TODO.txt

CODE IMPROVEMENTS
=================

- Rewrite the FeatureSelection package:
    - Improve the API of Feature Selection and how we handle different data types.
    - Refactor AbstractCategoricalFeatureSelector and simplify the method calls.
    - Refactor PCA to use Vectors and Matrices instead of arrays.
    - In AbstractCategoricalFeatureSelector and TFIDF we should keep track of the kept columns not the removedColumns.
- Consider dropping all the common.dataobjects and use their internalData directly instead.
- Refactor the statistics package and replace all the static methods with proper inheritance.
- Write generic optimizers instead of having optimization methods in the algorithms. Add the optimizers and regularization packages under mathematics.

- Consider moving storages in a separate module that is inherited by common.
- Consider moving all tests in a separate module.
- Run the tests with different configurations (one for each storage engine). Create a profile that runs them all & connect it with CI.


NEW FEATURES
============

- Create the following Numerical Scalers: PercentileScaler.

- Create a storage engine for MapDB 3 once caching & asynchronous writing is supported.
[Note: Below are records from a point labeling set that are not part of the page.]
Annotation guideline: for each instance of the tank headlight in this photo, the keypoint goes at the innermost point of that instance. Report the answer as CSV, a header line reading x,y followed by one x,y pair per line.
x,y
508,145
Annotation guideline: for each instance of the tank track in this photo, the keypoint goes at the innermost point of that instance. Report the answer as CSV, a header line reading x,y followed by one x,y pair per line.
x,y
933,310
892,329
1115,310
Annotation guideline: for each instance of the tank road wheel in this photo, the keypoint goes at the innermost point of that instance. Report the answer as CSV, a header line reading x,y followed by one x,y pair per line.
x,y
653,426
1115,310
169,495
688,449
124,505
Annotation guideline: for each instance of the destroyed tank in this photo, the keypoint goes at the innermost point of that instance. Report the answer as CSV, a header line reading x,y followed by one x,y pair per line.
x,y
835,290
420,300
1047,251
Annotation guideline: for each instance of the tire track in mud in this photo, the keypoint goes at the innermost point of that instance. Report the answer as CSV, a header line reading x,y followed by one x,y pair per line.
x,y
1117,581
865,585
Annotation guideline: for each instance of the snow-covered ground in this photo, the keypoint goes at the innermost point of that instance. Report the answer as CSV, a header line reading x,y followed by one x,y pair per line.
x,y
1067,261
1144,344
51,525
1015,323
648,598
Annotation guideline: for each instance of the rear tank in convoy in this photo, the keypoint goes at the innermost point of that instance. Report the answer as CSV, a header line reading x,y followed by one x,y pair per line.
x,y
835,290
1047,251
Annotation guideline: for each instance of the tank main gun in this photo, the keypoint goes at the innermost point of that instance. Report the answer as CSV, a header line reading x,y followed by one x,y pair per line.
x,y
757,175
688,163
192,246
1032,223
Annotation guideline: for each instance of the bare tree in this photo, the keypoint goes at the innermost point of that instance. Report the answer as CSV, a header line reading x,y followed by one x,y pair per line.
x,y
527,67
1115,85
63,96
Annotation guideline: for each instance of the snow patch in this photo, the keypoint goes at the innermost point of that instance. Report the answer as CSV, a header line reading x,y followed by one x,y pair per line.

Remove the HOTFIX for MapDB bug #664.
- Create a storage engine for BerkeleyDB.
- Add the ability to call Machine Learning algorithms from command line or Python:
    - https://pypi.python.org/pypi/javabridge
    - https://github.com/LeeKamentsky/python-javabridge/
    - https://github.com/fracpete/python-weka-wrapper


DOCUMENTATION
=============

- Improve the code documentation.
- Write How-to blog posts on building Text Classification models.
- Update the website and link directly to the latest and previous documentations.


NEW ALGORITHMS
==============

- Speed up LDA: http://www.cs.ucsb.edu/~mingjia/cs240/doc/273811.pdf
- Factorization Machines: http://www.csie.ntu.edu.tw/~b97053/paper/Rendle2010FM.pdf
- Develop the FunkSVD and PLSI as probabilistic version of SVD.
- Collaborative Filtering for Implicit Feedback Datasets: http://yifanhu.net/PUB/cf.pdf
- Write a Mixture of Gaussians clustering method.
- Include an anomaly detection algorithm.
- Provide a wrapper for DBSCANClusterer and NeuralNet implementations of Maths.
- Add the ability to search through the configuration space and find the best performing algorithmic configuration.


TO CHECK OUT
============

Linear Algebra
--------------

- JBLAS - Linear Algebra for Java:
	https://github.com/mikiobraun/jblas
	http://jblas.org/

Huge Collection libs, DBs and Storage
-------------------------------------

- Vanilla-java - HugeCollections:
    https://code.google.com/p/vanilla-java/wiki/HugeCollections

- Fastutil:
    http://fastutil.di.unimi.it/#install

- Joafip:
    http://joafip.sourceforge.net/javadoc/net/sf/joafip/java/util/PHashMap.html

- Chronicle Map:
    https://github.com/OpenHFT/Chronicle-Map/

- H2 Database:
    http://www.h2database.com/html/main.html